Classic convertible loans, a popular financing instrument in the venture capital sector, can also be an investment option for private equity investors at a time when attractive equity investments in Germany are very competitive. In particular, in the context of growth investment, which is often akin to venture capital conditions, convertible loans may be a better alternative when further capitalization is sought alongside the main investor (private equity).
From a venture capital perspective, convertible loans are very flexible financing instruments that are often available on short notice and can usually be completed without much effort. Convertible loans can be characterized by a loan component and a conversion component and are usually found in the early stages of the company’s existence, when the parties were still difficult to evaluate their inception.

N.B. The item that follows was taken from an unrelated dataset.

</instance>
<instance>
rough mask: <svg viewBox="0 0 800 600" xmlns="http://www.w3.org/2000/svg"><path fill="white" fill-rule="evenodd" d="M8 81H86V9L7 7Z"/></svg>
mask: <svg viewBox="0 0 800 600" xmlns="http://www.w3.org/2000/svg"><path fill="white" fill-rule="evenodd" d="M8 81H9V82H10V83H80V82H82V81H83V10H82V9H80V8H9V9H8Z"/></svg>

However, convertible loans are increasingly being used by private equity investors to develop growing investment opportunities. The terms and conditions of the convertible loan must then be adjusted accordingly. This provides different scenarios for investors to consider, such as a leading private equity investor looking for additional investors. In this case, the lead investor will have a concrete idea of their investment that will allow them to let other, more prudent private equity investors make more senior investments for them, allowing for predictable and attractive returns based on a fixed interest rate, plus options. equity investment later. This is even more so if private equity investors replace corporate debt financing, that is often an alternative route to get further funding.
Another example might be a situation where a private equity investor wants to postpone an equity investment decision while also being willing to invest in a more senior instrument with subsequent options for conversion to equity at an attractive conversion rate (via a predetermined internal rate of return).
German banking supervisory regulations, for credit transaction licenses, must be observed for any convertible loan, regardless of whether the loan is provided by venture capitalists or private equity investors. Although convertible bonds do not require such a license, parties often find this alternative too expensive and inflexible.
Such regulatory permit requirements can be avoided if investors have control over the company from a corporate perspective. Such control can be based, for example, on voting agreements or on transfers of share securities. In the latter process, the borrower’s shares would become collateral for the lender and would be sufficient to meet regulatory control requirements, as opposed to a single share pledge, which would only provide collateral but no control.
Of course, such control is not often desired by the parties, but there may be situations where shareholders believe in the growth of their business and are therefore willing to accept the transfer of such guarantees to enable the company’s next step in growth.
With regards to adaptation of convertible loans, private equity investors want to retain as much freedom as possible. In addition, investors will expect to be able to convert at any time, to exclude discontinuation by the company and, even in the event of a major investor’s exit, to be paid or still allowed to convert. Unlike in the case of venture capital, the company’s conversion or valuation is not based on the next round of financing (including potential discount or valuation limits) but on the pre-agreed internal rate of return of the primary investor’s equity investment or, alternatively, the pre-approved internal rate of return of instruments that can be converted in case of conversion.
In addition, private equity investors will request certain veto rights that can be supported by small equity participation, allowing appropriate minority protection rights in shareholder meetings for investors. Finally, especially in the case of foreign private equity investors, a common “gross tax” on financing can be included in the documentation.
Interest in the growth sector in Germany is growing and will continue to grow. Private equity investors are increasingly investing in the growth sector in part because of high competition for mature companies and attractive business models. Convertible instruments are a good vehicle for investing in this area which is characterized by a higher risk of reducing structural exposure.
Foot on the door
Throughout 2021, we expect private equity investors to use the convertible loan situation as an additional option to enter attractive target company doors even if the current situation / valuation does not (yet) allow direct equity investment.
From a corporate perspective, we feel this arrangement could also be a good option for avoiding debt financing by banks at an early stage, which usually provides for a stricter regime in terms of agreements.
Dr. Nikolaus von Jacobs is a partner and Matthias Weingut is a partner focused on private equity as well as mergers and acquisitions at law firm McDermott Will & Emery in Munich.